Obese New Zealanders put the squeeze on cemeteries

New Zealanders' expanding waistlines are creating a weighty problem for funeral directors, who cannot fit cadavers in their crematories and have resorted to selling double burial plots, reports said Friday.

Funeral Directors Association of New Zealand president Tony Garing said the size of the standard coffin had increased as obesity rates soared.

"Caskets are getting wider to accommodate people, so it is the width that is the issue," he told new agency NZPA, adding the standard coffin was now 58 centimetres (23 inches) at the shoulder, up from 48 centimetres.

Noelene Mudgway, manager of Auckland's Manukau Memorial Gardens, said cremation was not an option for some families saying their last farewell to a supersized loved one.

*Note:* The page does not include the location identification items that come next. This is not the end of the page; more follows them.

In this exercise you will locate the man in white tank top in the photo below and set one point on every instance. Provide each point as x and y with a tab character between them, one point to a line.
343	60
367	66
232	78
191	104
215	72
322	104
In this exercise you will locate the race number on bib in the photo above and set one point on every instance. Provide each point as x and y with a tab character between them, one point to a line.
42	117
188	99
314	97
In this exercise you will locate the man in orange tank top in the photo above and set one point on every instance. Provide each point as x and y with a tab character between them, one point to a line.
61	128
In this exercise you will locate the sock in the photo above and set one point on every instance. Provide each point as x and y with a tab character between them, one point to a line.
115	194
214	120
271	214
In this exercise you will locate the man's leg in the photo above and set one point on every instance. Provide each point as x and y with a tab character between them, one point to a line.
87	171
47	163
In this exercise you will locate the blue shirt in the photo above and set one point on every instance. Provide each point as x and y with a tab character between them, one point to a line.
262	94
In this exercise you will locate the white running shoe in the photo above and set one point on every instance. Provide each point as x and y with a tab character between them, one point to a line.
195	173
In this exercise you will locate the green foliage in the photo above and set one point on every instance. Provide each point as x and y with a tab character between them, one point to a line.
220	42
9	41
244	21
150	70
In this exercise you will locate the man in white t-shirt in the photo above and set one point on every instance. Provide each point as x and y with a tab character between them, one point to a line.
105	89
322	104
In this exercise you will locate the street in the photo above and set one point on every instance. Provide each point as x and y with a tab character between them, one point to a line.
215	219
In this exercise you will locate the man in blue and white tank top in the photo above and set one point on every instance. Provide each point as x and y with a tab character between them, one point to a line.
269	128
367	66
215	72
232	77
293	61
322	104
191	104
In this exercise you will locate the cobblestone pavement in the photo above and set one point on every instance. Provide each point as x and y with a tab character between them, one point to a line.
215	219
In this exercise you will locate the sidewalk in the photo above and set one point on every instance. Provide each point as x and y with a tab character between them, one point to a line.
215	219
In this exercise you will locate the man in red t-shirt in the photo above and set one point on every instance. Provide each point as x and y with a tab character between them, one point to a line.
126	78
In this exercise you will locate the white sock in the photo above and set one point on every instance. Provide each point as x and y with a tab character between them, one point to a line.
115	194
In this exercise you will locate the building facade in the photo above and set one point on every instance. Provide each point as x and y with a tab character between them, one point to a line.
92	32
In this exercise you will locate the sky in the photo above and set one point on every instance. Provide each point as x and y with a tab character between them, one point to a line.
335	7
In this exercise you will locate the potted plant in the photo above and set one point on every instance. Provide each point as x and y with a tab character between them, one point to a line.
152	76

"Our cremators aren't wide enough to take people who are severely obese," she said.

Mudgway said the cemetery tried to accommodate large coffins by burying them in plots at the end of a row, where they would not encroach on other graves.

But she said the solution sometimes involved selling families two adjoining plots, each 1.2 metres wide, at a cost of 2,520 dollars (1,865 US) each.

One-in-four New Zealanders is obese, according to the health ministry, rising to almost two-in-three among the country's Pacific Islander communities.